Coding benchmarks are misaligned with agentic software engineering
A paper by Gorinova, Baker, and Heineike argues that current coding benchmarks were designed in a pre-agent era and fail to evaluate the composite systems that modern coding agents actually are.
Score breakdown
Because any single harness component can move benchmark scores by margins comparable to those between adjacent model generations, end-to-end scores can misattribute performance gains and mislead practitioners trying to improve agentic systems.
- 01Coding agents are composite systems — models, harnesses, contexts, environments, and feedback signals — not standalone models.
- 02Current benchmarks collapse all components into a single end-to-end score with no component-level signal.
- 03Any single harness component can shift a benchmark score by margins comparable to those between adjacent model generations.
Gorinova, Baker, and Heineike contend that the benchmarks currently used to compare coding agents were designed before the agentic era and are therefore poorly suited to evaluating modern systems. The central problem is that a coding agent in practice is not a model in isolation — it is a composite of models, harnesses, contexts, environments, and feedback signals. Yet existing benchmarks collapse all of these components into a single end-to-end score, typically computed against one reference solution, providing no component-level signal for iteration.
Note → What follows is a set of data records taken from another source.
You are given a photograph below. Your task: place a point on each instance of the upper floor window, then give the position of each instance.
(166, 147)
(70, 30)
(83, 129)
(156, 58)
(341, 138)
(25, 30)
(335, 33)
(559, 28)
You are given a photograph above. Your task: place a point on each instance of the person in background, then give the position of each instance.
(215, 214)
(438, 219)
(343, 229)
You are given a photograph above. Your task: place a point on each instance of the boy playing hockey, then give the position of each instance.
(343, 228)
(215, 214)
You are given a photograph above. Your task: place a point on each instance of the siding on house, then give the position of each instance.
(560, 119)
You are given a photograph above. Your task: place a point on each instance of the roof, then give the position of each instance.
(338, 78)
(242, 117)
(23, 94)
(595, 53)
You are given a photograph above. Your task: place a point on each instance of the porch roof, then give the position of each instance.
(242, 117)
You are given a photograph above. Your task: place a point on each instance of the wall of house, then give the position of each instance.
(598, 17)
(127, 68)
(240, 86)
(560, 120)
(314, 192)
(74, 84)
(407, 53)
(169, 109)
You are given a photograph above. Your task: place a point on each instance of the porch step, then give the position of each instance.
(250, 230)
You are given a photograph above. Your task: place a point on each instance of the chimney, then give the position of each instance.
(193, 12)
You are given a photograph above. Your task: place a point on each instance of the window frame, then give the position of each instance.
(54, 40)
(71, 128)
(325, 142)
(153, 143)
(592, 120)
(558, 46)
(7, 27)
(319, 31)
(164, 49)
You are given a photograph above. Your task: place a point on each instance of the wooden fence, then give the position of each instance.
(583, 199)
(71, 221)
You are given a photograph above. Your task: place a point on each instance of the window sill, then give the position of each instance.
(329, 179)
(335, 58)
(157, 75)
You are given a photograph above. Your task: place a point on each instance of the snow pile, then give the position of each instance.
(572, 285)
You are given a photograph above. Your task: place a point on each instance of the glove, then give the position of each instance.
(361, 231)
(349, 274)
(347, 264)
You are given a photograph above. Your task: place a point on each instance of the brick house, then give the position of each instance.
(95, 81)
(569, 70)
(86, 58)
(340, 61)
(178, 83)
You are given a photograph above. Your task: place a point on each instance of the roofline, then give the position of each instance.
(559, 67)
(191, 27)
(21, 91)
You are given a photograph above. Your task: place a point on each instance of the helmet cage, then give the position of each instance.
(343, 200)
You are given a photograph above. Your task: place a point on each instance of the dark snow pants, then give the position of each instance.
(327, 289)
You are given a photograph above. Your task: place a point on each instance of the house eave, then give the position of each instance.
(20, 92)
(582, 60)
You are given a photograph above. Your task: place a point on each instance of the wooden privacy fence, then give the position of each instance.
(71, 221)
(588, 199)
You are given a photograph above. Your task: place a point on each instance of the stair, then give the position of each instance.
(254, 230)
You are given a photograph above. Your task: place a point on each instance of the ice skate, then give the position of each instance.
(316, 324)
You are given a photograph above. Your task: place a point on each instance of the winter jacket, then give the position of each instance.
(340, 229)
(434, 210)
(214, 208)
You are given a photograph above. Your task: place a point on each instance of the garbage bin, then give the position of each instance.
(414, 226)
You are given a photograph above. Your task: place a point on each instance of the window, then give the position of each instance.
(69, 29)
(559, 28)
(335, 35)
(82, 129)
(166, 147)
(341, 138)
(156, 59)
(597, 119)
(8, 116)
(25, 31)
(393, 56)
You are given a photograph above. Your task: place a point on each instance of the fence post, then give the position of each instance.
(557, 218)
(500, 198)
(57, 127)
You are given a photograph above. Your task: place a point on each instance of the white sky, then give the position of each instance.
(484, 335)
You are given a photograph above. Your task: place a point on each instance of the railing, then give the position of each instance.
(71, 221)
The paper notes that any one of these components can shift a benchmark score by margins comparable to those between adjacent model generations, meaning scores can mislead practitioners about where improvements actually originate.
First, benchmark scores conflate the model with the rest of the harness, making it impossible to attribute performance to any individual component.
The authors identify three specific symptoms of this misalignment. First, benchmark scores conflate the model with the rest of the harness, making it impossible to attribute performance to any individual component. Second, grading against a single reference solution penalizes equally valid alternative solutions. Third, the absence of signal at the level of individual harness components makes the end-to-end score difficult to use as a guide for iterative improvement.
Key facts
- 01Coding agents are composite systems — models, harnesses, contexts, environments, and feedback signals — not standalone models.
- 02Current benchmarks collapse all components into a single end-to-end score with no component-level signal.
- 03Any single harness component can shift a benchmark score by margins comparable to those between adjacent model generations.
- 04Scores are typically computed against one reference solution, penalizing equally valid alternatives.
- 05The paper identifies three symptoms: score conflation, single-reference grading, and lack of per-component signal.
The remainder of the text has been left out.